A recent study by the Center for Retirement Research at Boston College concluded that many retirees who do not suffer from any cognitive impairment can still manage their money through their 70s and 80s.1 The study reports that financial capacity relies on accumulated knowledge and that knowledge stays mostly intact as we age.
However, the study points out that it generally is not a good idea to start managing financial decisions in your late 70s and 80s if you haven’t had experience doing this before — such as after the death of a spouse who handled the finances.2 We work closely with our clients to help them develop financial strategies designed to last a lifetime, with the goal of reducing the need to make dramatic financial changes later in life. However, we are here to address any questions or concerns of our clients no matter what stage of their financial planning. Please give us a call; we’re here to help.

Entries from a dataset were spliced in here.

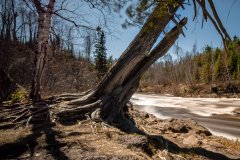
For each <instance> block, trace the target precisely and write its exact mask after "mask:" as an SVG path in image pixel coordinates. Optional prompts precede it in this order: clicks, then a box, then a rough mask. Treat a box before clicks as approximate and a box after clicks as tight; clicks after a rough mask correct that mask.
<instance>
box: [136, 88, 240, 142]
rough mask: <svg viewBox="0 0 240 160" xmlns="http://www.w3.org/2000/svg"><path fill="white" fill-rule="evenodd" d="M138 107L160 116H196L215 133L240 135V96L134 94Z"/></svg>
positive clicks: (202, 124)
mask: <svg viewBox="0 0 240 160" xmlns="http://www.w3.org/2000/svg"><path fill="white" fill-rule="evenodd" d="M131 102H132V103H133V104H134V106H135V108H137V109H139V110H142V111H145V112H147V113H150V114H153V115H155V116H156V117H158V118H161V119H167V118H192V119H194V120H195V121H197V122H198V123H200V124H201V125H203V126H205V127H206V128H208V129H209V130H210V131H211V132H212V133H213V134H214V135H217V136H223V137H226V138H228V139H234V140H236V139H237V138H238V139H240V115H239V114H238V115H237V114H234V111H236V110H240V99H236V98H185V97H174V96H169V95H155V94H142V93H141V94H140V93H136V94H134V95H133V97H132V99H131Z"/></svg>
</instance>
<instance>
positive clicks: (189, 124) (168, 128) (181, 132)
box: [165, 118, 212, 136]
mask: <svg viewBox="0 0 240 160" xmlns="http://www.w3.org/2000/svg"><path fill="white" fill-rule="evenodd" d="M165 128H166V130H170V131H172V132H173V133H190V134H197V135H201V136H210V135H212V134H211V132H210V131H209V130H208V129H207V128H205V127H203V126H201V125H200V124H198V123H197V122H195V121H193V120H192V119H189V118H188V119H170V120H168V121H167V122H166V124H165Z"/></svg>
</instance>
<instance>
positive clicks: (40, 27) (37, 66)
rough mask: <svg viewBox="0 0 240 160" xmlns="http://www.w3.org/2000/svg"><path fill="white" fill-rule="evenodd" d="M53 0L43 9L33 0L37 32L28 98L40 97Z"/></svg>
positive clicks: (36, 0)
mask: <svg viewBox="0 0 240 160" xmlns="http://www.w3.org/2000/svg"><path fill="white" fill-rule="evenodd" d="M54 4H55V0H50V1H49V4H48V6H47V9H45V8H44V7H43V6H42V4H41V3H40V1H39V0H34V5H35V7H36V9H37V12H38V32H37V44H36V49H35V62H34V63H35V69H34V73H33V79H32V87H31V93H30V98H32V99H34V100H39V99H41V82H42V77H43V72H44V68H45V64H46V62H47V53H48V39H49V33H50V27H51V20H52V11H53V8H54Z"/></svg>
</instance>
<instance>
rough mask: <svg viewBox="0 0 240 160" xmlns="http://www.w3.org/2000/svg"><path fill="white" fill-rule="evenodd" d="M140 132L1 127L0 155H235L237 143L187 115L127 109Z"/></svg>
mask: <svg viewBox="0 0 240 160" xmlns="http://www.w3.org/2000/svg"><path fill="white" fill-rule="evenodd" d="M130 113H131V115H132V117H133V118H134V120H135V122H136V125H137V126H138V128H139V130H141V131H142V133H141V134H137V133H134V134H127V133H125V132H122V131H120V130H119V129H117V128H113V127H110V126H108V125H106V124H100V123H95V122H92V121H86V122H78V123H76V124H72V125H62V124H59V123H56V122H51V123H48V124H41V125H40V124H39V125H34V126H27V127H25V126H24V127H21V128H17V129H1V130H0V159H40V160H41V159H167V160H172V159H177V160H179V159H180V160H181V159H217V160H219V159H221V160H223V159H240V142H239V141H230V140H227V139H225V138H223V137H216V136H213V135H212V134H211V133H210V132H209V131H208V130H207V129H206V128H204V127H203V126H201V125H199V124H198V123H196V122H194V121H193V120H191V119H168V120H161V119H157V118H156V117H154V116H153V115H150V114H147V113H145V112H140V111H138V110H136V109H133V108H131V110H130Z"/></svg>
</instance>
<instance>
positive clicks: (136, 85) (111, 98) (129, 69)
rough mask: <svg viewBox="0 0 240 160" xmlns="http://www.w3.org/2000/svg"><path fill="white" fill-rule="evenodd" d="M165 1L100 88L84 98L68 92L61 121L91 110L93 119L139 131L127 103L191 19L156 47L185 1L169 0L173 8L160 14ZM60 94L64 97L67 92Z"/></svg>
mask: <svg viewBox="0 0 240 160" xmlns="http://www.w3.org/2000/svg"><path fill="white" fill-rule="evenodd" d="M162 3H164V2H160V3H159V4H158V5H157V6H156V8H155V9H154V11H153V12H152V14H151V15H150V16H149V17H148V19H147V21H146V23H145V24H144V26H143V28H142V30H141V31H140V32H139V34H138V35H137V36H136V37H135V39H134V40H133V41H132V43H131V44H130V45H129V47H128V48H127V49H126V50H125V52H124V53H123V54H122V56H121V57H120V58H119V60H118V62H117V63H116V64H115V65H114V66H113V67H112V68H111V69H110V70H109V71H108V73H107V74H106V76H105V77H104V78H103V79H102V81H101V82H100V83H99V85H98V86H97V87H96V88H94V89H93V90H91V91H89V92H88V93H86V94H85V95H84V96H83V97H81V98H77V97H76V96H75V95H73V96H72V97H71V96H69V95H68V98H70V97H71V98H72V100H70V101H68V102H66V101H64V102H62V103H61V104H60V105H59V107H58V108H60V109H59V111H57V112H58V114H57V115H58V117H59V120H60V121H64V120H69V119H71V118H73V119H74V118H80V119H82V118H84V115H85V114H88V116H89V117H90V118H92V119H93V120H100V121H105V122H107V123H110V124H117V125H118V126H119V127H120V128H122V129H124V130H125V131H129V132H134V131H136V128H135V127H134V123H133V122H132V121H131V120H130V119H129V115H128V109H127V107H126V104H127V102H128V101H129V100H130V98H131V97H132V95H133V94H134V92H135V91H136V90H137V88H138V85H139V81H140V79H141V76H142V75H143V74H144V73H145V71H146V70H147V69H148V68H149V67H150V66H151V65H152V64H153V63H154V62H155V61H156V60H157V59H158V58H159V57H161V56H163V55H164V54H165V53H166V52H167V51H168V50H169V48H170V47H171V46H172V45H173V44H174V42H175V41H176V39H177V38H178V36H179V34H181V33H182V27H183V26H184V25H185V24H186V23H187V19H186V18H183V19H182V20H181V21H180V22H179V23H178V24H177V26H175V27H174V28H173V29H172V30H171V31H170V32H168V33H167V34H166V35H165V37H164V38H163V39H162V40H161V41H160V42H159V43H158V44H157V45H156V47H154V48H153V49H152V47H153V45H154V44H155V42H156V40H157V38H158V37H159V35H160V34H161V33H162V31H163V30H164V29H165V27H166V26H167V24H168V23H169V22H170V21H171V19H172V18H173V15H174V14H175V12H176V10H177V9H178V8H179V6H180V5H181V4H182V3H178V5H171V4H169V5H168V9H169V12H165V13H163V14H158V13H159V11H160V10H161V7H162V6H163V4H162ZM59 98H64V96H61V97H59ZM71 98H70V99H71ZM66 106H67V109H66Z"/></svg>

Having a plan for late-stage financial management is important due to the increase in elderly financial fraud. With more than 45 million seniors in America, this is a large and tempting market for scammers. One study estimated that about 5 million older Americans are financially exploited each year. In New York state alone, allegations of elderly financial abuse spiked by more than 35 percent between 2010 and 2014.3
In response to this growing problem, several government regulatory agencies have stepped up efforts to help prevent and address elder financial abuse, including the following:
- The SEC requires brokers to make “reasonable efforts” to identify a “trusted contact” for investment accounts and allows them to prevent the disbursement of funds from the account and notify the trusted contact if the broker suspects abuse.4
- The Financial Industry Regulatory Authority, or FINRA, set up a senior help line at 844-57-HELPS (844-574-3577)5
- In 2016, four state legislatures approved a rule requiring advisors to notify adult protective services and state regulators if they detect abuse; 10 more states are expected to adopt similar rules this year, and three other states already had such rules in place.6
According to the National Committee for the Prevention of Elder Abuse, some of the most common ways the elderly are taken advantage of financially are: forging their signature; getting them to sign a deed, will or power of attorney through deception, coercion or undue influence; using their property or possessions without permission; and telemarketing scams. Some of the most likely perpetrators of elder financial abuse are: family members; predatory people who seek out vulnerable seniors; and unscrupulous business professionals.7 If you believe you are a victim of fraud, contact your local law enforcement, state agency on aging and/or a community senior services group.